GCSEs are standardized examinations taken at the end of compulsory education at age 16, covering courses taken over 2 or 3 years depending on the course and exam board requirements. Students can choose from a variety of courses including mathematics, science, history, music, physical education, and modern foreign languages. English, mathematics and science are compulsory subjects. The exams are graded from A* to G, with a U grade given for failed exams. Grades were coded from 11 (A*) to 4 (G, lowest pass grade) to have equivalent numerical comparisons. We used exam grades from English, mathematics and science for the current analyses.
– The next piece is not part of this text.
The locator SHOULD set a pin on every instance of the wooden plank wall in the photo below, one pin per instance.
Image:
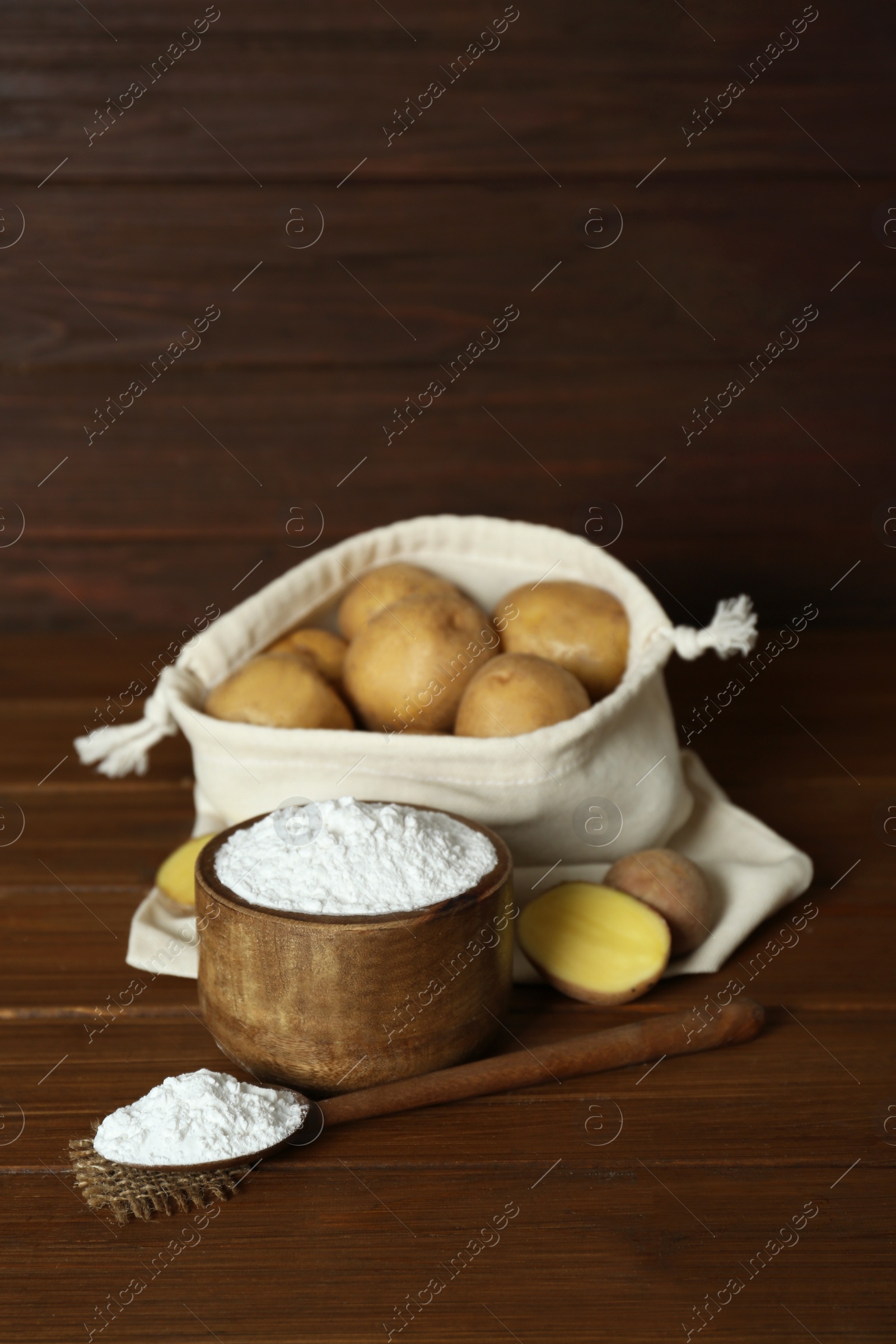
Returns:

We created composite measures for English (mean of English language and English literature grades), science (mean of single or double-weighted science, or, when taken separately chemistry, physics and biology grade), and we used the single GCSE grade for mathematics.
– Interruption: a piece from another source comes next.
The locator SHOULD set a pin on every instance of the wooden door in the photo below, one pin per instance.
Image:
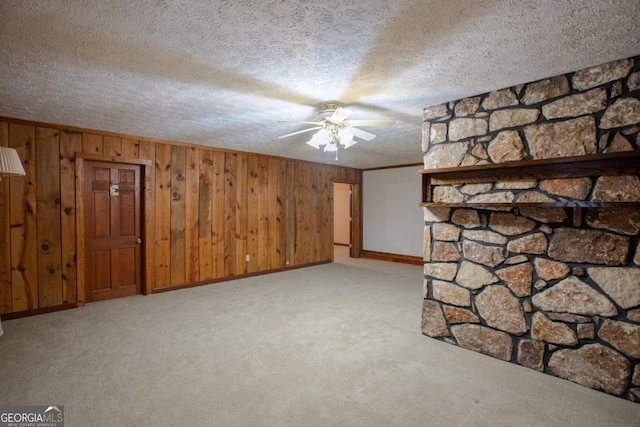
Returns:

A-level examination grades (ranging from A* to E) were coded from 6(A*) to 1(E) to provide numerical comparisons. Because no subjects at A-level are compulsory and the range of subjects chosen is so wide, the sample sizes were too small to provide adequate power for analyses of separate subjects, therefore we created a composite measure of A-level achievement by taking a mean of all A-level exams taken by each student.

At age 18 we also collected data from children’s plans for higher education, specifically if they had enrolled to university course. These data were collected from twins via questionnaires sent through the mail or obtained via telephone. We created a categorical measure of higher education yes/no, assigning 1 to participants who entered university or college and 0 to those who did not.

Analyses

Phenotypic analyses

The measures were described in terms of means and variance, comparing males and females and identical and non-identical twins; mean differences for age and sex and their interaction were tested using univariate analysis of variance (ANOVA).
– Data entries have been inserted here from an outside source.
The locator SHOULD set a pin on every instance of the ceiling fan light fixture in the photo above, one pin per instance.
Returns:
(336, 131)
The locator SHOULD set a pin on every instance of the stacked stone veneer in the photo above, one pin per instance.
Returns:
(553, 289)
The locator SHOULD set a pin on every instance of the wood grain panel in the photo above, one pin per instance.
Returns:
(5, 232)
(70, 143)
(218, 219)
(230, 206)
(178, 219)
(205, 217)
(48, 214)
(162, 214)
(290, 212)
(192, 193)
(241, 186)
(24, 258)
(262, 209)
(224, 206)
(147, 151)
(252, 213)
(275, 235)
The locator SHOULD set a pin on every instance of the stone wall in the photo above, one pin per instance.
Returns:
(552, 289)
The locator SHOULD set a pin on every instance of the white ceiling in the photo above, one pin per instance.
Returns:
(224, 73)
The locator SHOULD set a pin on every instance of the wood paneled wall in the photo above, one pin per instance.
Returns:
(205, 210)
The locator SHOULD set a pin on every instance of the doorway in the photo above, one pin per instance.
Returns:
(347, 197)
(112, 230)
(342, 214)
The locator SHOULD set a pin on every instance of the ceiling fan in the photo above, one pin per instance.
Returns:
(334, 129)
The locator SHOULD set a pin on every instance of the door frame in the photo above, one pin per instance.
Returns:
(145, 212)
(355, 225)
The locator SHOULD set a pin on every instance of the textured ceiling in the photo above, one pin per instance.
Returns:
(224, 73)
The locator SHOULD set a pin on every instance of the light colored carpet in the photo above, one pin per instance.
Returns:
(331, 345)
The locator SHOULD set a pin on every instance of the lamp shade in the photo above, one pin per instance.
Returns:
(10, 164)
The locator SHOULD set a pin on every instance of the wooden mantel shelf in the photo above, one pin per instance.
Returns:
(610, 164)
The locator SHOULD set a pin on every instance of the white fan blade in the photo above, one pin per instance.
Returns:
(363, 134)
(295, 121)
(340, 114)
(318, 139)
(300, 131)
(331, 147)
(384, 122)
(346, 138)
Correlational analyses were used to investigate the association between teacher ratings and standardized exam scores, from KS1 (age 7) to KS3 (age 14) as well as their correlations with exam grades at age 16 and 18. Hierarchical multiple regression tested the incremental prediction of GCSE grades, A-level grade and university entrance from the standardized exam scores when teacher ratings were entered as the first step in the regression model. Because the present sample was a twin sample, we maintained independence of data by randomly selecting one twin per pair for all phenotypic analyses (phenotypic analyses were repeated with the other twin to partially replicate the results, and are presented in the Additional Supporting material).

Genetic analyses

Twin analyses were used to study the etiology of academic achievement separately for teacher ratings and exam scores. The twin method offers a natural experiment using the known genetic relatedness between monozygotic (MZ) and dizygotic (DZ) twin pairs to estimate the proportion of phenotypic variance explained by genetic, shared environmental and non-shared environmental factors. MZ twins are genetically identical, sharing 100% of the inherited DNA sequence, whereas DZ twins, like other siblings, share on average 50% of DNA variants, while both pairs of twins share 100% of the environmental effects of growing up in the same family. Non-shared environmental influences are unique to individuals and do not contribute to similarities between twins. If MZ correlations on trait similarity are larger than DZ correlations, then genetic influences on a trait can be assumed. These parameters can be estimated using structural equation modelling. The structural equation modeling program OpenMx was used for all model fitting analyses (Boker et al., 2011). Liability threshold model was used for university enrolment as it is a dichotomous measure (Appendix S1).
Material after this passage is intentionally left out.